So thank you for letting me take this 2019 victory lap in your inboxes! And if you have a biggest brag for the last year, let me know and I’ll share them in next week’s newsletter.
Lady Bits
--In addition to The Great British Bake Off, I finished The Morning Show over the winter holidays. I remained pretty entertained by it, even if I agree with most of the critiques of its writing misfires. (Did the co-anchor main characters played by Jennifer Aniston and Reese Witherspoon like each other or hate each other, or had they found a grudging respect for each other? Yes! All of those, over and over again, sometimes within the same episode!)
Vague spoilers: I did end up really admiring how the show chose to reveal and depict the abuses of Steve Carrell’s Matt Lauer-like character. It was a subtle and sophisticated #MeToo take from a show that otherwise ran away from subtlety. Carrell’s Mitch was a mid-level predatory opportunist, not an exaggerated Weinstein-type monster -- and, The Morning Show argued, that’s plenty bad enough. #MeToo men aren’t divided along a “rapist/non-rapist” binary; mid-level predatory opportunists who abuse their power still can and do cause very real damage to the careers and lives of the people they work with. (I didn’t love the over-the-top gratuitous tragedy in the last episode, because there goes the subtlety again, but kudos for everything leading up to that.)

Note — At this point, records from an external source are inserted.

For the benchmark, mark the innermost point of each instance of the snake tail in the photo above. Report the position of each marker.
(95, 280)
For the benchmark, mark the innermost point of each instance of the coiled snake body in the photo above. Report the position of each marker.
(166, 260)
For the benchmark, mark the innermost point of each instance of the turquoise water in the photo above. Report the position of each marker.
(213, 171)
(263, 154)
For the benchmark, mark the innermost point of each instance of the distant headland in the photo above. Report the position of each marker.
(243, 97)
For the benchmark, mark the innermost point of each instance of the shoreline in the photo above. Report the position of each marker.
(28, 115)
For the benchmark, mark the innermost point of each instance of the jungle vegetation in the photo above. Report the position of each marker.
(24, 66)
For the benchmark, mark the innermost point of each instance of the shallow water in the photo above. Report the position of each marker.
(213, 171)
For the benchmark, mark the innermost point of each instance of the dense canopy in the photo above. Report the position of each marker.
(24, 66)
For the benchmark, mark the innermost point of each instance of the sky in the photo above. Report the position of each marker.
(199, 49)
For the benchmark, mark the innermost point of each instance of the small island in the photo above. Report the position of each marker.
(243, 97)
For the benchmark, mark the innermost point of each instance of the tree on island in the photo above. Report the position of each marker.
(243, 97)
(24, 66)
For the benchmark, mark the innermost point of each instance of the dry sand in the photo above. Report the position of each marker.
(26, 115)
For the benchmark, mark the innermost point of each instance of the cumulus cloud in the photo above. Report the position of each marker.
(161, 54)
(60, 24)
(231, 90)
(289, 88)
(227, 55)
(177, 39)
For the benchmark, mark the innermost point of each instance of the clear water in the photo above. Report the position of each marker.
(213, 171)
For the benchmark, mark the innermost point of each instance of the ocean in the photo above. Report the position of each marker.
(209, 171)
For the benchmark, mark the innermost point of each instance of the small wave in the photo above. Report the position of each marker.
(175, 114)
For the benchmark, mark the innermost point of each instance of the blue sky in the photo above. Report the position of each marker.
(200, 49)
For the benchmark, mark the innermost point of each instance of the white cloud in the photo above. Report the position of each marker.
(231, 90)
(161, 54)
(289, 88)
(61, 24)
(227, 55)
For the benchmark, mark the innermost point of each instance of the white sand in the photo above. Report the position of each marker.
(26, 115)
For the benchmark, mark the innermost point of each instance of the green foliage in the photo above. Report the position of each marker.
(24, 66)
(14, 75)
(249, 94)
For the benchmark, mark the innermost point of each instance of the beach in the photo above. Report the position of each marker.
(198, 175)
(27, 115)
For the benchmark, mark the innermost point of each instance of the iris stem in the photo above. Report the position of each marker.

--Oh, I also saw the last Star Wars. Sigh.
--“Among the reasons: it offers Helen of Troy a way into the growing prestige hair category.” Sometimes M&A reporting produces some truly amazing sentences.
--Should be furious, am instead just feeling vindicated I never wasted time filling out a claim: “Consumers who sought a cash settlement from Equifax won’t be getting the full $125 as initially expected. … [It's] down to $6 or $7 [per consumer] now. Maybe even less than that.”
--Calling out racism is somehow controversial, romance novelists edition.